It’s Not Too Late to Buy Canoo Stock at a Ground-Floor Price

The brand name Canoo (NASDAQ:GOEV) might sound funny, and the company’s electric vehicles certainly don’t look “normal.” But if you’re okay with an automaker that’s off the beaten path, then you’ll definitely want to check out GOEV stock.

A photo of an electric car with the charger plugged in.

Source: Nick Starichenko/

Not only are the vehicles themselves unusual, but Canoo’s subscription-based business model might take you by surprise. However, an argument can be made that this way of doing business will provide strong ongoing revenues.

You can probably already tell that GOEV stock really isn’t meant for closed-minded or extremely traditional investors. But then, folks who are willing to dive into electric-vehicle, post-SPAC stocks, are typically willing to accept some risk.

Another consideration is the price of GOEV stock, which experienced a substantial bounce in early January. So, does this mean that it’s too late to capture gains in this fascinating EV stock?

A Closer Look at GOEV Stock

Don’t expect GOEV stock to have a lot of history, as it’s a new stock that just started trading on Dec. 22. However, we can track the price action further back than that, albeit under a different stock ticker symbol.

Previously, there was a shell company known as Hennessy Capitalwhich traded on the NASDAQ Exchange under the ticker symbol HCAC.

Today HCAC stock is gone as the special purpose acquisition company (SPAC) deal was completed, so now we can trade GOEV stock. Yet GEOV didn’t get off to a great start: from Dec. 22 to Dec. 31, the stock dropped from $21 to less than $14.

On Jan. 4, I got lucky and recommended buying GOEV stock at its exact short-term bottom, which was around $12.50. By the morning of Jan. 12, the share price had risen to $16.52.

Still, this doesn’t mean that you’ve completely missed the opportunity to profit from GOEV stock. After all, it’s been as high as $24.90, and could get there again.

Carving Its Own Path

To steal a well-written phrase from InvestorPlace contributor Vince Martin, Los Angeles-based Canoo “is trying to carve its own path.”

That’s a great way of phrasing the bullish argument in favor of GOEV stock over other electric-vehicle stocks. Just the name of the company should tell you that it is a truly non-conformist automaker.

Canoo doesn’t expect to launch its first consumer model until 2022, so we’ll probably have to wait awhile to see the company’s vehicles on the roads.

But if you check out Canoo’s investor deck, you’ll see vehicles that look like they belong in a science-fiction movie. For consumers and for prospective investors, these vehicles belong in the “love them or hate them” category.

Just as importantly, Canoo’s vehicles offer “the flattest and lowest profile skateboard in the industry that enables a variety of vehicle configurations.”

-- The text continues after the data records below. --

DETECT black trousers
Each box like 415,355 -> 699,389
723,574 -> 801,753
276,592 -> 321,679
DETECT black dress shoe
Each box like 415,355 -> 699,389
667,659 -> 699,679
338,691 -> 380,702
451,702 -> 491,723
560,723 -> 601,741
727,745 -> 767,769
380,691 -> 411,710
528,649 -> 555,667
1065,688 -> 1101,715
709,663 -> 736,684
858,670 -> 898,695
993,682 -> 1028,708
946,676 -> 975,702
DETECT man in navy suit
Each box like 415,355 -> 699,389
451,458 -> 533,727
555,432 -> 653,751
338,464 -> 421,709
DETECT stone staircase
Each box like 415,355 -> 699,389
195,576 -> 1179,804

A Different Business Model

To borrow from Martin again (as he undoubtedly understands car parts more than I ever will), Canoo’s skateboard is “a unique, proprietary chassis with an extremely low profile” which “allows for customized, modular vehicles with more space than their traditional counterparts.”

Thus, Canoo’s vehicles are different, inside and out. The same can be said about the company’s business model, as Canoo doesn’t sell its vehicles outright.

Rather, Canoo has a subscription-based model. In the investor presentation, the company describes it as a “No commitment subscription program that includes a vehicle and other services bundled into a single monthly payment.”

Under that description, Canoo estimates that its subscription-based business model will generate a compound annual growth rate (CAGR) of 147% from 2022 to 2025.

That’s a tremendous return on investment compared to the traditional, one-time-sale business model. Only time will tell whether a 147% CAGR is realistic, but it sure sounds enticing.

The Bottom Line

Some investors might insist on a conventional business model and traditional-looking cars. If that describes you, then GOEV stock probably isn’t right for you.

Or maybe you’re willing to take a chance on something novel and non-conformist. If that’s true, then you might be willing to say, “Can do!” to Canoo.

On the date of publication, David Moadel did not have (either directly or indirectly) any positions in the securities mentioned in this article.